Am 3. und 4. Juni habe ich zum vierten Mal ein Content Strategy Camp in Dieburg besucht. Das erste dieser Camps fand 2013 statt. Seitdem sind die coscamps für mich ein Fixpunkt auf Ausflügen durch das Thema Content Strategy, auf denen ich jetzt oft [mit einem ganzen Studiengang](https://www.fh-joanneum.at/aw/home/Studienangebot-Uebersicht/department-medien-design/~cqdz/cos/?lan=de "Studium "Content-Strategie / Content Strategy" |  FH JOANNEUM Gesellschaft mbH :: University of applied sciences") unterwegs bin. Auf österreichische Verhältnisse übertragen: Sie sind eine Jausenstation, die man regelmäßig besucht, um sich daüber auszutauschen, was man auf den Touren in dieses neue Gebiet gelernt oder erlebt hat. Die Station am Mediencampus besuche ich besonders gerne, weil ich dort Leute treffe, die ich mag und die mir viel erzählen können.

Die wichtigste Person in Dieburg für mich ist Thomas Pleil, den ich jetzt schon seit etwa zehn Jahren kenne, und der für mich nicht nur ein akademisches Vorbild, sonder auch ein Freund geworden ist. Auch die Leute in seinem Umfeld – beim Coscamp habe ich Sabine Hueber und Pia Sue Helferich wiedergetroffen, sind für mich mehr als nur Kollegen.
Während ich bei Thomas annehme, dass wir mit unseren analytischen Interessen und dem Versuch, die eigene Online-Kommunikation und die Ausbildung von Kommunikatoren miteinander zu verbinden, von unterschiedlichen Ausgangspunkten aus ähnlich unterwegs sind, schätze ich bei allen Treffen mit Sascha Stoltenow, wie anders er an unser gemeinsames Thema herangeht. Damit meine ich nicht nur die draufgängerischere Art, die sich vielleicht auch aus einem militärischen Hintergrund und seiner Tätigkeit in einer großen Agentur gibt. Ich meine damit auch den Versuch, Contentstrategie operativ mit einem umfassenden Ansatz umzusetzen und zu propagieren, der sich auf die englischen und amerikanischen Erfahrungen stützt, aber zu Kunden hier und dem Kommunikationsansatz der Agentur Saschas passt.

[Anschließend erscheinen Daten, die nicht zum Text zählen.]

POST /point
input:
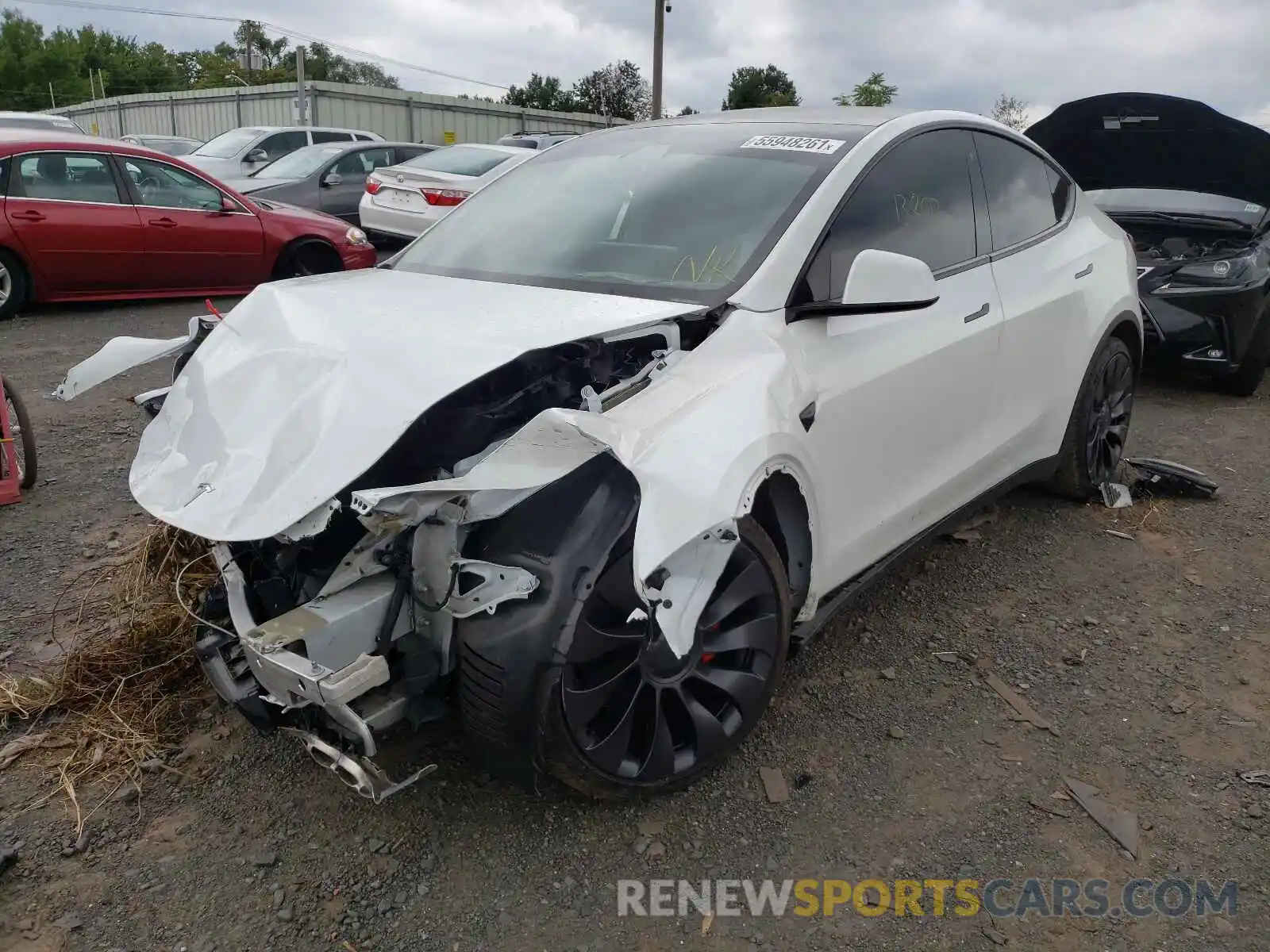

In Dieburg wiedergesehen habe ich auch Uwe Knaus und Marie Christine Schindler—beides Leute, bei denen man persönliche Haltung und die Art und Weise, in der sie sich für Online-Inhalte engagieren, nicht voneinander trennen kann. Dass sie viel zu sagen haben, hängt auch damit zusammen, dass sie persönlich authentisch sind. Bei Uwe schätze ich vor allem die Unabhängigkeit, den Mut und das Vertrauen auf das eigene Urteil. Bei Marie-Christine überraschen mich immer wieder die Neugierde und die Bescheidenheit, hinter der sie ihr Wissen über PR und das soziale Web fast versteckt.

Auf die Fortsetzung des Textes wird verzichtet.